At the Spitfire and Hurricane Memorial museum and cafe on the eastern tip of Kent, volunteers are preparing for an influx of new visitors if Britain crashes out of the European Union.
Manston airfield, visible from their windows and once the base for the aircraft that defended Britain during the second world war, is slated to be turned into a vast lorry park in a worst-case scenario where customs and border checks mean traffic backs up at ports.
For the last couple of weeks, locals say, they have watched diggers and heavy machinery at work, reinforcing the asphalt and laying out portable toilets and other services for thousands of trucks. “We’ll make a fortune off cups of tea,” jokes one museum volunteer.
The new lorry park is part of extensive preparations the county has drawn up, together with central government, to deal with the chaos that could ensue if Britain leaves without a deal in April.
Because of its location, Kent is expected to be on the frontline of any border problems. The former Brexit secretary Dominic Raab famously stunned critics with his admission that he “hadn’t quite understood the full extent” to which the UK was reliant on the crossing from Calais.

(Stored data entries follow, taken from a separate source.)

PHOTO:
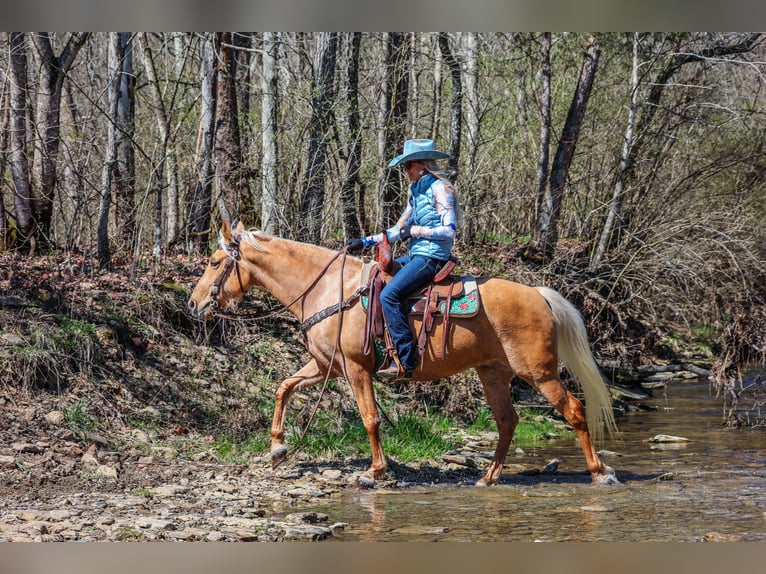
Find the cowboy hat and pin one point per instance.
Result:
(418, 150)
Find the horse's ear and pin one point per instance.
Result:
(226, 231)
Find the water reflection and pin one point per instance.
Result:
(709, 488)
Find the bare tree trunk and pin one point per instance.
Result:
(198, 221)
(543, 157)
(436, 97)
(125, 167)
(546, 235)
(5, 118)
(472, 119)
(113, 74)
(52, 71)
(456, 115)
(164, 127)
(352, 180)
(19, 161)
(227, 151)
(323, 89)
(394, 108)
(615, 206)
(269, 115)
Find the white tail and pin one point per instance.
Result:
(574, 352)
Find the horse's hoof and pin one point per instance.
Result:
(277, 456)
(607, 477)
(365, 482)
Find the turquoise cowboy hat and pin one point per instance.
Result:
(418, 150)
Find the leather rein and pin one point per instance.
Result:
(232, 264)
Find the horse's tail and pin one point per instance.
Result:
(575, 353)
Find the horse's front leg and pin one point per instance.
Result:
(309, 375)
(364, 393)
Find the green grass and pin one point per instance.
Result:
(78, 417)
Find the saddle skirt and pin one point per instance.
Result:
(461, 291)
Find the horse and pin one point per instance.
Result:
(518, 330)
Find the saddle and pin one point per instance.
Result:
(435, 298)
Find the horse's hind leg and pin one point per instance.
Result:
(572, 410)
(309, 375)
(496, 382)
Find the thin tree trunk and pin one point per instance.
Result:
(52, 71)
(113, 74)
(323, 89)
(615, 206)
(19, 162)
(227, 151)
(456, 115)
(436, 98)
(472, 119)
(125, 167)
(5, 118)
(164, 127)
(543, 157)
(269, 116)
(352, 180)
(200, 203)
(546, 235)
(394, 108)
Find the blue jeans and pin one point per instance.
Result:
(416, 272)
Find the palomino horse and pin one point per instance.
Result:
(518, 330)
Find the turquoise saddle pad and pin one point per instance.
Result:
(467, 305)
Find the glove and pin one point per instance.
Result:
(354, 245)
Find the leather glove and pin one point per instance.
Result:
(354, 245)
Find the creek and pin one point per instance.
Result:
(710, 487)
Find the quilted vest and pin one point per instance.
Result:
(424, 213)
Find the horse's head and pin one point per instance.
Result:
(223, 280)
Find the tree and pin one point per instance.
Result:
(114, 69)
(125, 166)
(199, 206)
(269, 126)
(5, 118)
(22, 189)
(546, 233)
(615, 206)
(393, 111)
(227, 153)
(543, 158)
(456, 119)
(351, 180)
(52, 71)
(322, 90)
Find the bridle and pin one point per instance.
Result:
(233, 257)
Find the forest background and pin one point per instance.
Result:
(624, 169)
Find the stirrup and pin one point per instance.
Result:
(394, 372)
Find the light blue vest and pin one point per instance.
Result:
(424, 214)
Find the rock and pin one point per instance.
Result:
(56, 418)
(106, 471)
(89, 459)
(306, 492)
(7, 461)
(551, 467)
(306, 532)
(667, 438)
(459, 459)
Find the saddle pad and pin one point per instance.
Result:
(466, 305)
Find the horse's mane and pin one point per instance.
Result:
(253, 237)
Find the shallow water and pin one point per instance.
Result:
(709, 488)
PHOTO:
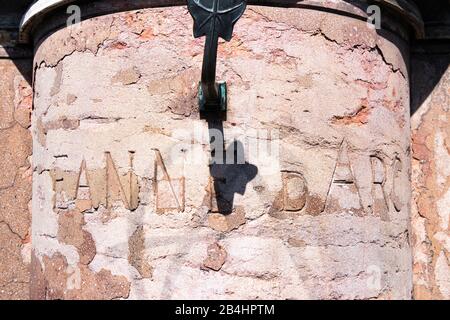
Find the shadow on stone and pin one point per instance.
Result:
(229, 171)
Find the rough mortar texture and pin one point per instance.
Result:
(15, 179)
(431, 176)
(124, 205)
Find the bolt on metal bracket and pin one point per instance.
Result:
(213, 19)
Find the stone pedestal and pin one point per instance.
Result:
(315, 204)
(15, 166)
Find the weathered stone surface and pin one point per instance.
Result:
(318, 208)
(15, 178)
(216, 257)
(431, 175)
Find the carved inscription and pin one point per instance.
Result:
(169, 193)
(114, 186)
(380, 205)
(343, 193)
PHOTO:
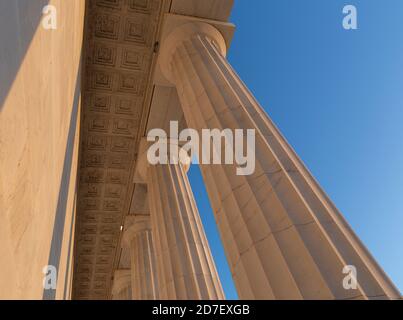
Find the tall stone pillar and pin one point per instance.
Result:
(121, 289)
(283, 237)
(138, 237)
(186, 269)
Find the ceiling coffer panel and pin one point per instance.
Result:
(118, 53)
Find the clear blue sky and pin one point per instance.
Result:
(337, 96)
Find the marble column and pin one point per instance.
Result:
(121, 289)
(283, 237)
(138, 237)
(186, 269)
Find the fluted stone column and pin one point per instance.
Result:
(283, 237)
(121, 289)
(186, 269)
(138, 237)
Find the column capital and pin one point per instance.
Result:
(140, 174)
(185, 32)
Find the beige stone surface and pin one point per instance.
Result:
(186, 269)
(138, 237)
(121, 289)
(283, 237)
(39, 99)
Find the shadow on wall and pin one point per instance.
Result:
(19, 20)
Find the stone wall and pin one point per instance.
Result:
(39, 134)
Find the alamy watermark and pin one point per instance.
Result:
(350, 20)
(49, 20)
(50, 279)
(235, 146)
(350, 280)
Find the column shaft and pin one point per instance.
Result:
(143, 266)
(185, 266)
(283, 237)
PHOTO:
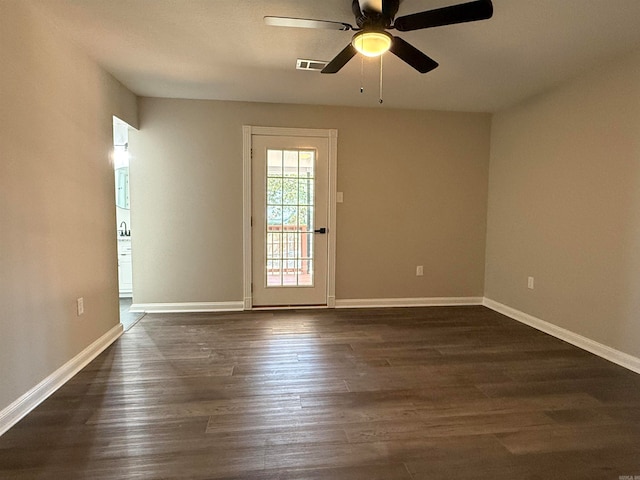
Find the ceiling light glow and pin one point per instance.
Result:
(371, 44)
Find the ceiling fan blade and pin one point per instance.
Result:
(411, 55)
(341, 60)
(464, 12)
(306, 23)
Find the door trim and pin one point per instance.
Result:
(332, 135)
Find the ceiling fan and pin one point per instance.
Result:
(375, 17)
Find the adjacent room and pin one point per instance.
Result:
(238, 242)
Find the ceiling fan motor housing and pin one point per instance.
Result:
(371, 19)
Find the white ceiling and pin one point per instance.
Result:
(221, 49)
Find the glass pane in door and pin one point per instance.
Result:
(289, 226)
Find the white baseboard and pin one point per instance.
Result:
(187, 307)
(12, 414)
(623, 359)
(407, 302)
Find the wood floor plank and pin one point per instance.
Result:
(394, 394)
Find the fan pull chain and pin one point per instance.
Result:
(361, 73)
(381, 101)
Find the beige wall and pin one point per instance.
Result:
(57, 211)
(564, 206)
(414, 183)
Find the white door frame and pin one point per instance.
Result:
(332, 136)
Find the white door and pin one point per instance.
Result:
(290, 198)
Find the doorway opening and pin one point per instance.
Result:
(123, 229)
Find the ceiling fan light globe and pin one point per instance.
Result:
(371, 44)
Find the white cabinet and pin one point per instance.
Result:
(125, 275)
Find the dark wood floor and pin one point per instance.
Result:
(382, 394)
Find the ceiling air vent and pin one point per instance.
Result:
(314, 65)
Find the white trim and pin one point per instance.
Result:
(246, 216)
(332, 135)
(12, 414)
(623, 359)
(187, 307)
(407, 302)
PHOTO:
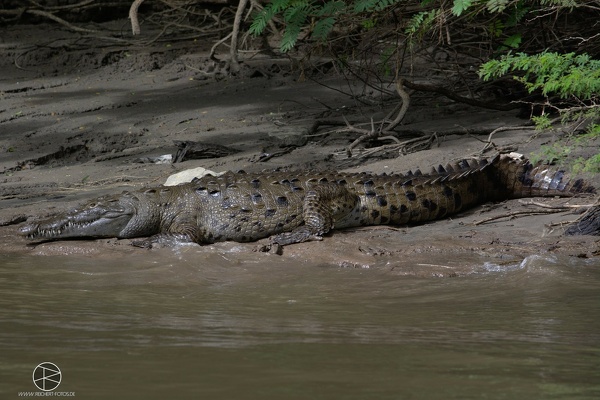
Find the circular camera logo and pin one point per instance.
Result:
(47, 376)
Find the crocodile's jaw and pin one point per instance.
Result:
(104, 217)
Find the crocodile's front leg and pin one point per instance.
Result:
(324, 204)
(181, 229)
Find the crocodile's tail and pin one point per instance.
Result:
(520, 178)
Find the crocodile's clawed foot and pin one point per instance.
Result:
(270, 247)
(145, 244)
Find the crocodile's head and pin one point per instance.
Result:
(109, 216)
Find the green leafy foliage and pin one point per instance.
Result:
(564, 75)
(461, 6)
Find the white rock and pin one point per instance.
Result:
(189, 174)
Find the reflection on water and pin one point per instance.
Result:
(197, 325)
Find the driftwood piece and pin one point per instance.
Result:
(190, 150)
(587, 224)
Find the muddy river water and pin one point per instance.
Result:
(180, 324)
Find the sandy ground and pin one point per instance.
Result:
(77, 122)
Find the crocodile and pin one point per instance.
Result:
(293, 207)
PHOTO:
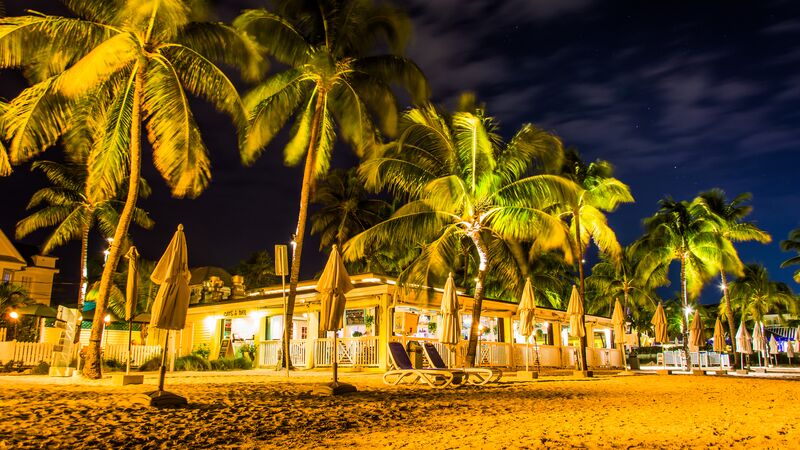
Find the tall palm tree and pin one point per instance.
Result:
(792, 244)
(66, 207)
(335, 83)
(685, 232)
(600, 192)
(141, 59)
(462, 182)
(754, 294)
(732, 228)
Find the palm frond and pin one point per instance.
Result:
(222, 43)
(270, 105)
(113, 55)
(277, 35)
(179, 153)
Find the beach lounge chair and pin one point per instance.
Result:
(476, 375)
(403, 371)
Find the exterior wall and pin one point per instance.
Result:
(203, 320)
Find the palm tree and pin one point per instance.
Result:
(463, 183)
(600, 192)
(754, 294)
(346, 209)
(611, 280)
(141, 60)
(334, 78)
(66, 207)
(789, 245)
(732, 228)
(685, 232)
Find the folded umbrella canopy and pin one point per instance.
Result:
(172, 274)
(744, 344)
(697, 335)
(660, 324)
(618, 319)
(576, 327)
(169, 309)
(526, 312)
(450, 326)
(719, 337)
(332, 286)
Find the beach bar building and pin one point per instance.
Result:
(379, 311)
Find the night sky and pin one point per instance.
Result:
(681, 96)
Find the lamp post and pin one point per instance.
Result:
(13, 315)
(106, 321)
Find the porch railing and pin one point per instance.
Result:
(351, 352)
(268, 352)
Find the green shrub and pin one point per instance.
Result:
(202, 350)
(192, 362)
(42, 368)
(151, 364)
(231, 364)
(113, 364)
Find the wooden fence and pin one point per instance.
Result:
(31, 353)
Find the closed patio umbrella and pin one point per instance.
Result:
(131, 294)
(575, 313)
(660, 324)
(719, 337)
(773, 348)
(170, 306)
(526, 312)
(759, 344)
(332, 287)
(743, 343)
(450, 325)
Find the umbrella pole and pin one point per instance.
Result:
(335, 357)
(130, 336)
(163, 371)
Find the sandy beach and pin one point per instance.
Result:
(260, 409)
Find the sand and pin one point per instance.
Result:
(260, 409)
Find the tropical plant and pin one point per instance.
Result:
(792, 244)
(258, 270)
(463, 183)
(600, 192)
(755, 295)
(611, 280)
(685, 232)
(335, 82)
(732, 228)
(346, 208)
(140, 59)
(66, 207)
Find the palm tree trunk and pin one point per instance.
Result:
(729, 313)
(84, 270)
(305, 195)
(92, 367)
(477, 302)
(582, 287)
(684, 319)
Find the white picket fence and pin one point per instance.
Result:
(31, 353)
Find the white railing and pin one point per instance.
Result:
(139, 353)
(351, 352)
(268, 352)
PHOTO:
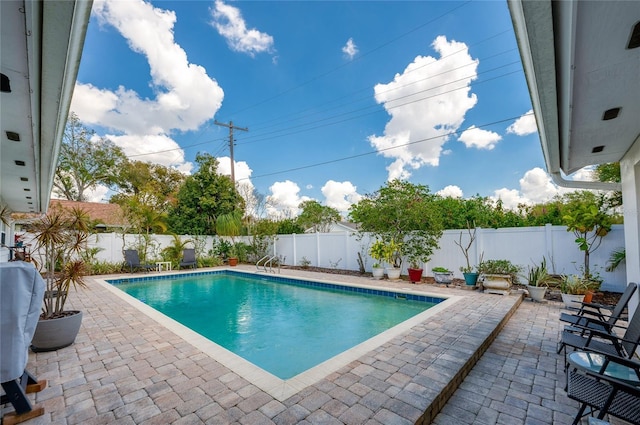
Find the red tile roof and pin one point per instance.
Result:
(109, 214)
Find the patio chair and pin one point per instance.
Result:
(132, 260)
(604, 393)
(590, 315)
(605, 342)
(189, 258)
(21, 293)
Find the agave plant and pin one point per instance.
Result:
(61, 237)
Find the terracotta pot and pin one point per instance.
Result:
(378, 273)
(415, 275)
(393, 273)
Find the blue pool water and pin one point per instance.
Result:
(284, 326)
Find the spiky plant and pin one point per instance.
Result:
(61, 236)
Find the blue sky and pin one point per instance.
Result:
(338, 96)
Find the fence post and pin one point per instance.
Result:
(548, 239)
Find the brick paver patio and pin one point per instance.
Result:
(126, 368)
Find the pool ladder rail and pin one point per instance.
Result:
(265, 264)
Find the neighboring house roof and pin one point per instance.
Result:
(341, 226)
(109, 214)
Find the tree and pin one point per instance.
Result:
(586, 217)
(202, 198)
(147, 192)
(85, 161)
(317, 217)
(401, 214)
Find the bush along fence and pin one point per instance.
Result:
(522, 246)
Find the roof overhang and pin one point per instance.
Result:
(41, 48)
(580, 69)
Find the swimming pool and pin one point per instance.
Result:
(281, 385)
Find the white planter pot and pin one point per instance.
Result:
(571, 300)
(378, 273)
(537, 292)
(497, 283)
(393, 273)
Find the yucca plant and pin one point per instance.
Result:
(61, 236)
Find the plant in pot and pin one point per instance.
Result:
(377, 252)
(417, 256)
(538, 280)
(442, 275)
(498, 275)
(469, 272)
(586, 216)
(230, 225)
(60, 239)
(393, 257)
(573, 290)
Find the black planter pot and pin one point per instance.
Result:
(53, 334)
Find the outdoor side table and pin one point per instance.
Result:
(593, 362)
(604, 385)
(165, 264)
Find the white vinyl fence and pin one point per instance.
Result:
(523, 246)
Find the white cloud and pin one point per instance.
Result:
(478, 138)
(340, 195)
(159, 149)
(228, 21)
(284, 200)
(350, 49)
(510, 198)
(450, 191)
(536, 187)
(185, 96)
(524, 125)
(97, 194)
(427, 102)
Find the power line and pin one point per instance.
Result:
(231, 128)
(345, 158)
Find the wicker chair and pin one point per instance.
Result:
(605, 394)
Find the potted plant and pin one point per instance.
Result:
(498, 275)
(573, 290)
(442, 275)
(60, 238)
(417, 257)
(538, 279)
(587, 218)
(469, 272)
(393, 257)
(377, 252)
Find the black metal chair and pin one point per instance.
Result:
(591, 315)
(132, 260)
(189, 258)
(606, 342)
(603, 393)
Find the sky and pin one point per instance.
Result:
(336, 97)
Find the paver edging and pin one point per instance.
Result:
(441, 399)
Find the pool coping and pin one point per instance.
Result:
(276, 387)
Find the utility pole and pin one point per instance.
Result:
(231, 127)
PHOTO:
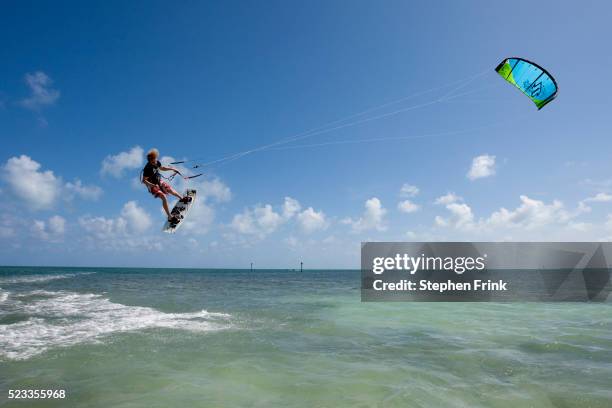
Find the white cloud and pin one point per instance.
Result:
(529, 215)
(260, 221)
(311, 220)
(37, 189)
(482, 166)
(447, 199)
(599, 198)
(290, 207)
(115, 165)
(41, 91)
(126, 232)
(137, 219)
(408, 190)
(86, 192)
(372, 218)
(215, 189)
(461, 216)
(51, 230)
(407, 206)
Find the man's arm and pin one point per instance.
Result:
(165, 168)
(147, 182)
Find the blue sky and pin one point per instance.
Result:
(81, 84)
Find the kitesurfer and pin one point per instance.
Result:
(152, 178)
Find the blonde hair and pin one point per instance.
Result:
(152, 153)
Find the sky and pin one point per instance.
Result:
(417, 138)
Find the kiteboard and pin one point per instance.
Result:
(180, 211)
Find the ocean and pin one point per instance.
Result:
(272, 338)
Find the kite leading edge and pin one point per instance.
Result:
(530, 78)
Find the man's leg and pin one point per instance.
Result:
(172, 191)
(165, 204)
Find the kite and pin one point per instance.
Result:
(530, 78)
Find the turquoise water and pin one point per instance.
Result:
(232, 338)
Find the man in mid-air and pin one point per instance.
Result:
(157, 187)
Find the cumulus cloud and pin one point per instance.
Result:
(125, 232)
(41, 91)
(461, 214)
(311, 220)
(51, 230)
(40, 189)
(372, 218)
(531, 214)
(37, 189)
(86, 192)
(214, 189)
(116, 165)
(137, 219)
(408, 190)
(482, 166)
(261, 221)
(407, 206)
(447, 199)
(290, 207)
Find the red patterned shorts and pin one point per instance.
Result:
(162, 189)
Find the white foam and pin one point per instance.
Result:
(87, 318)
(7, 280)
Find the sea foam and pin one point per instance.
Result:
(8, 280)
(60, 319)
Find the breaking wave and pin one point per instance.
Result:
(60, 319)
(8, 280)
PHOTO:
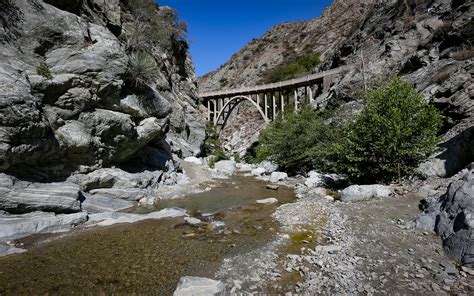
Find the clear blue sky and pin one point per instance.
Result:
(219, 28)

Dover handled 17% of the UK’s entire trade in goods in 2017, and that year more than 4 million lorries passed through the port or the Eurotunnel rail shuttle.
Schools have been warned to prepare for students stranded by traffic chaos if lorries start backing up. Kent police have been given an extra £3.5m to deal with the impact of Brexit. Kent Scientific Services has stockpiled six months’ worth of supplies for food and other safety tests, according to the latest Brexit planning. The council has also warned it could face “significant but as yet unquantified additional costs” from an unplanned exit.
A last-minute EU decision has now pushed back the date of a possible no-deal departure until mid-April but plans to stave off traffic chaos were so far advanced that the first measures are expected to go into effect anyway on Monday.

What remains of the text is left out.